Berawal keterkaitan pembukaan UUD 45 dan Piagam Jakarta, KH. Hanif memaparkan perjuangan syari’ah Islam di Indonesia sejak zaman Soekarno yang telah menganulir Piagam Jakarta hingga ancaman Soekarno kepada pembubaran NU layaknya Masyumi, jika tidak tunduk kepada kehendak Soekarno. Dilanjutkan pemaksaan doktrin asas tunggal dalam kepemimpinan Soeharto.
Perjuangan syariat Islam untuk tampil dalam Kepemimpinan Islam sebenarnya pernah terbuka peluangnya. Namun beliau menyayangkan ketidaksiapan Masyumi ketika itu. Peluang kedua saat reformasi digulirkan, kesempatan ini kembali mengalami ketidaksiapan dikarenakan rendahnya Ghiroh Islam para penguasa/pemimpin muslim, “laa diiniyyah” sekuler. Mereka enggan dan tidak mau mengatur negara dengan agama. Oleh karena itu menurut beliau pengopinian syariat Islam harus dilakukan secara berulang-ulang, sebagaimana dicontohkan dalam surah Arrahman yang melakukan perulangan pada kalimat yang sama. Harus dijelaskan bahwa syariat Islam itu memiliki syariat untuk muslim, syariat untuk kafir dan ada juga syariat untuk umum baik kafir maupun muslim, demikian imbuh beliau.
Sementara itu, Ustadz Ismail menyorot hasil perolehan suara parpol islam sebagai sebuah fenomena yang bersama-bersama harus introspeksi terhadap parpol Islam, mengapa parpol Islam tidak banyak dipilih ? Agenda perubahan yang diusung di pemilu 2009 ini, tidak signifikan untuk perubahan. Karena hanya islam sajalah, yang akan mampu melakukan perubahan ke arah yang lebih baik.
Merespon bagaimana Partai Bulan Bintang melanjutkan perjuangan syari’ah pasca pemilu. Kiai Hanif menegaskan optimis dengan Syari’ah Islam dan menurut beliau telah ada titik terang dukungan. Terkait dengan perolehan suara parpol islam menurut beliau umat islam belum paham dan kurang ghiroh. Perihal rendahnya pemahaman masyarakat terhadap Islam, Ustadz. Ismail menyampaikan pentingnya pembinaan kepada masyarakat secara terus menerus oleh parpol Islam baik konsep dan persiapan mewujudkan kepemimpinan Islam, sebagaimana Hizbut Tahrir juga telah lakukan sebagai langkah riil parpol Islam.

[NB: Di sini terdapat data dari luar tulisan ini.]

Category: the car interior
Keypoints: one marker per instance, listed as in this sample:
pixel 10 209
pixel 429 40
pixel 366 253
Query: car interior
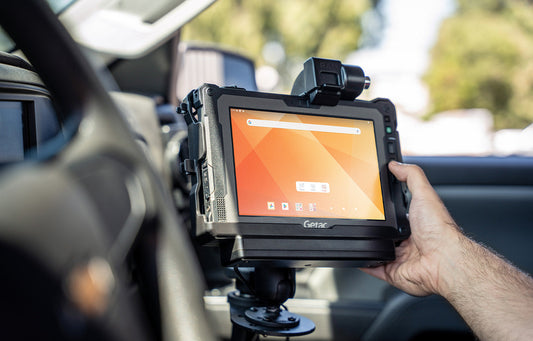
pixel 95 238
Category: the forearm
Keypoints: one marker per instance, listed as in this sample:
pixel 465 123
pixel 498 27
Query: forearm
pixel 494 297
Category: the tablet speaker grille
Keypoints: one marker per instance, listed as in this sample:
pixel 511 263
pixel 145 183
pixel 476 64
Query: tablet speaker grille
pixel 221 209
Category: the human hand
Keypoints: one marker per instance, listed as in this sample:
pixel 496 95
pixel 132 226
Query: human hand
pixel 433 247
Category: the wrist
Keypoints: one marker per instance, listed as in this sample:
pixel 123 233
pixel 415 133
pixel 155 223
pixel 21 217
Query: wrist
pixel 453 272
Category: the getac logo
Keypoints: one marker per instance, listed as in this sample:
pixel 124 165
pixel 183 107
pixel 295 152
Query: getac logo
pixel 315 225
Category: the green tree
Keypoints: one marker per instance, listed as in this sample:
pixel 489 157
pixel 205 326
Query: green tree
pixel 484 59
pixel 323 28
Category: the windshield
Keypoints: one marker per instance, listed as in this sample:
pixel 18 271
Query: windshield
pixel 58 6
pixel 459 72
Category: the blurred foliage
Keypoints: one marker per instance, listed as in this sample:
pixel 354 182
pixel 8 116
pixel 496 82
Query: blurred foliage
pixel 322 28
pixel 484 59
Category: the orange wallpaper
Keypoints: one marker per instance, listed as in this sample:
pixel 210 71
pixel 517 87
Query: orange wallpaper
pixel 338 172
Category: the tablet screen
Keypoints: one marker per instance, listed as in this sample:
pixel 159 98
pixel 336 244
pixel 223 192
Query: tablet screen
pixel 296 165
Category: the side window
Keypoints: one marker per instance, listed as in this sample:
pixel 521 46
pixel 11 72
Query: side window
pixel 27 118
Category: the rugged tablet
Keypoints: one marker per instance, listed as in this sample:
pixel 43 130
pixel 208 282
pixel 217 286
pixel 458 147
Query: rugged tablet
pixel 279 181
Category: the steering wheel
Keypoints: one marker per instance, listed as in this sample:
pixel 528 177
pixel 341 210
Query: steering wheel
pixel 79 226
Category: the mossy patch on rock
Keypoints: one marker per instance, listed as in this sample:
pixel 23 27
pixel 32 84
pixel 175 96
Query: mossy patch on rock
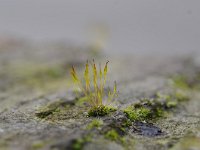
pixel 101 110
pixel 96 123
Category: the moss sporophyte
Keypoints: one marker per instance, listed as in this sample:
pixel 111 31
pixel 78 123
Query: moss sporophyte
pixel 93 88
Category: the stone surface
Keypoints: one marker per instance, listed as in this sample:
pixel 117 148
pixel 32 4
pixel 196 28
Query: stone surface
pixel 33 77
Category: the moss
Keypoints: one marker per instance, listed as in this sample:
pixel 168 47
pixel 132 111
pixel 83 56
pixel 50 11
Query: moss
pixel 138 114
pixel 96 123
pixel 112 135
pixel 100 111
pixel 78 144
pixel 181 96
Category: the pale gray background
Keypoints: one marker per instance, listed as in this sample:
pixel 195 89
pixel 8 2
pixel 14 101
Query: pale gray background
pixel 142 26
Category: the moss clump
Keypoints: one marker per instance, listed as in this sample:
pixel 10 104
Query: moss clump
pixel 137 114
pixel 100 111
pixel 93 88
pixel 112 135
pixel 78 144
pixel 181 96
pixel 96 123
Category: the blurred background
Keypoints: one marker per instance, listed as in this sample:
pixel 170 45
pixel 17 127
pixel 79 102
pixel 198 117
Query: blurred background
pixel 131 26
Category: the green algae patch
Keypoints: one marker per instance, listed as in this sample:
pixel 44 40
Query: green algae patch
pixel 148 109
pixel 112 135
pixel 138 114
pixel 100 111
pixel 96 123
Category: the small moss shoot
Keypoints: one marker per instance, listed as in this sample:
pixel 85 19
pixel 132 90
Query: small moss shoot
pixel 112 135
pixel 79 143
pixel 96 123
pixel 100 111
pixel 137 114
pixel 92 86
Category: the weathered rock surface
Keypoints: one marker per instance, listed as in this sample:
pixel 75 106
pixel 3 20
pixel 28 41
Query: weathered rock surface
pixel 34 77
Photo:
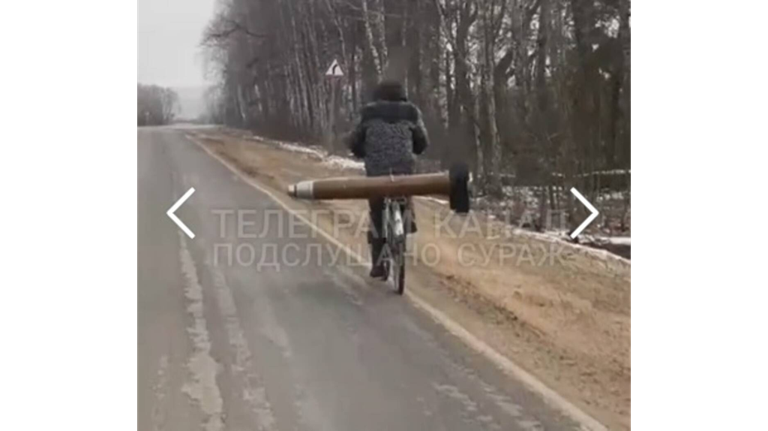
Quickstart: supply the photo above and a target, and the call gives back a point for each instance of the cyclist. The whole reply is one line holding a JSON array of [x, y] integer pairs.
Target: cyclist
[[388, 135]]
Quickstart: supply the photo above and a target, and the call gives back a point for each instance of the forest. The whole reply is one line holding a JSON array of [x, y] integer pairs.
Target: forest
[[534, 93]]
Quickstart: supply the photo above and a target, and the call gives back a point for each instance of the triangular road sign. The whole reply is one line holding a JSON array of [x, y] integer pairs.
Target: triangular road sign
[[334, 70]]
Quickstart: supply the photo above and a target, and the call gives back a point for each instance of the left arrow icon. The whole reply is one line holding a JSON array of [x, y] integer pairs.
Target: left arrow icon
[[175, 219]]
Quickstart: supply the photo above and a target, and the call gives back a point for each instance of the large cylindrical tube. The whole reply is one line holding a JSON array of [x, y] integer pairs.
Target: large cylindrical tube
[[454, 184], [372, 187]]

Sekaligus memberikan solusi Islam terhadap permasalahan umat melalui Tabbani Masholihul Ummat yang selama ini dilakukan oleh Hizbut Tahrir.
Di sesi akhir dialog, Ustadz Ismail menyampaikan perbedaan mendasar antara Islam dan demokrasi tentang kedaulatan, kemudian KH. hanif menegaskan pendapat beliau sama dengan apa yang disampaikan oleh Ustadz. Ismail. Beliau sebelumnya sempat menyampaikan pendapat M. Natsir bahwa Islam mengajarkan kreteria manusia yang akan membangun negara. Sedangkan dalam sistem kenegaraan yang menyesuaikan kondisi selama tidak bertentangan dengan HALUAN ISLAM. KH. Hanif menambahkan tentang pilpres 2009 mendatang bahwa tak satu orangpun capres dalam pilpres 2009 sesuai dengan Asas Islam.
Walhasil, Aqidah Islam menjadi asas bagi segalanya, kokoh diatasnya syari’ah Islam sebagai aturan main kehidupan. Nilai perjuangan apa yang akan dicari selain Perjuangan penerapan syari’ah dan tegakknya khilafah demi teraihnya ridho Alloh SWT. (asr/lijatim)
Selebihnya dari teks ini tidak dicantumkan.